The tagline? “Call the experts for any challenge.”
And there they are, driving away in yellow earth-moving equipment – mobile crushers, vibratory rollers, and minimal swing radius excavators – if you look carefully at the left side of the advertisement.
In a press release on their site, Komatsu writes how “[n]ew ways to develop hard terrain – sandstone, lava rock and basalt – had to be learned once the easily developed land was taken. As a result,” they write, “contractors are facing great challenges.”
Including, it seems, the obliteration of whole mountain peaks…
Not ones to be intimidated by geology, however, Komatsu arrives with their “advanced land development practices” – “the absolute top” of the industry, they say – and their “world-class machines,” whose “powerful dozing and ripping force” puts the surface of the earth back in its place: as something we will build more suburbs on.

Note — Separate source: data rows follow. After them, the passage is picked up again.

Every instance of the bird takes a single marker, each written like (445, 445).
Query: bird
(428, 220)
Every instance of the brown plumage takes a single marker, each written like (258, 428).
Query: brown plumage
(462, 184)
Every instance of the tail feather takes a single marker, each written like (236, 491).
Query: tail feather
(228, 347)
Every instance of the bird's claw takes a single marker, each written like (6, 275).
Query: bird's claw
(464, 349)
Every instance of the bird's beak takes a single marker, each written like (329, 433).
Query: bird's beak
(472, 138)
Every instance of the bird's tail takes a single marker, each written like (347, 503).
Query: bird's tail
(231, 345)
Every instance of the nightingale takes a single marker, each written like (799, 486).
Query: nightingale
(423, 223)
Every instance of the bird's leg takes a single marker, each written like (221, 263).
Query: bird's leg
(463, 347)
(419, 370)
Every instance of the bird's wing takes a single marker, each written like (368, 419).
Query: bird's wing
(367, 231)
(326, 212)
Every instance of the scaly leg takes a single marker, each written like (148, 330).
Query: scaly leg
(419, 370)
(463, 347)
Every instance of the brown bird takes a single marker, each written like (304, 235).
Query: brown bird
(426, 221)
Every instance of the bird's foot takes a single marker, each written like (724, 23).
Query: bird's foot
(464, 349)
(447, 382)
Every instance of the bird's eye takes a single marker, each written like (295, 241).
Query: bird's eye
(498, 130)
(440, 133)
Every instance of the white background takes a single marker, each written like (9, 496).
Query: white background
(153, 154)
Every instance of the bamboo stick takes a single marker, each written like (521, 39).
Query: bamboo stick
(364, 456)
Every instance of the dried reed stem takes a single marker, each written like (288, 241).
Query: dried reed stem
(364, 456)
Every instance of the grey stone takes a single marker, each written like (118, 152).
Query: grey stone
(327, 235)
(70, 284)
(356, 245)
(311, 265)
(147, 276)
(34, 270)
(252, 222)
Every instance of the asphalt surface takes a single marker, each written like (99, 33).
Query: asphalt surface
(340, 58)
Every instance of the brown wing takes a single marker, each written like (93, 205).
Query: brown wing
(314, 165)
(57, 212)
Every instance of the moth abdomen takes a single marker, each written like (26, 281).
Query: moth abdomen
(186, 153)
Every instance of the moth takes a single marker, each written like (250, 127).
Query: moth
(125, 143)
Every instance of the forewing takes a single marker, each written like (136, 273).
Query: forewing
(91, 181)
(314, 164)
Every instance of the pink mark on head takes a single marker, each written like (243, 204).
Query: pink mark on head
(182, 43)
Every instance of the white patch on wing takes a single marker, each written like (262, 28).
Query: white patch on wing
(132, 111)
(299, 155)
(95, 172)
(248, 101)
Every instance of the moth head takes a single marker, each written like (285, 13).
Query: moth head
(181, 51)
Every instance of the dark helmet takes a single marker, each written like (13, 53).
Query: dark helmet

In any case, I’m tempted to propose the plot of some new, geotechnically futuristic version of Paradise Lost – perhaps the world’s first book about the geological invasion of Heaven (in which “devilish enginery” has been assembled inside a “hollow cube,” whilst an army of demons “turn[s] wide the celestial soil” to unleash “sulphurous and nitrous foam” upon a heavenly landscape “soon obscured with smoke”) – but a version that’s been written specifically for Hindus.
In other words, rather than Milton’s legion of demons, who rip minerals from the earth and hurl clouds of rock at the gathered phalanx of angels surrounding God, you’d read instead about a rogue group of anti-mountain engineers – tens of thousands of them, wearing hardhats and carrying bagged lunches – who have begun dismantling Mount Meru one hunk of granite at a time.
They drill, blast, doze, and mobile-crush their way upward, in an endless fleet of bright yellow trucks, reducing the Himalayan vaults of their own gods to mere gravel.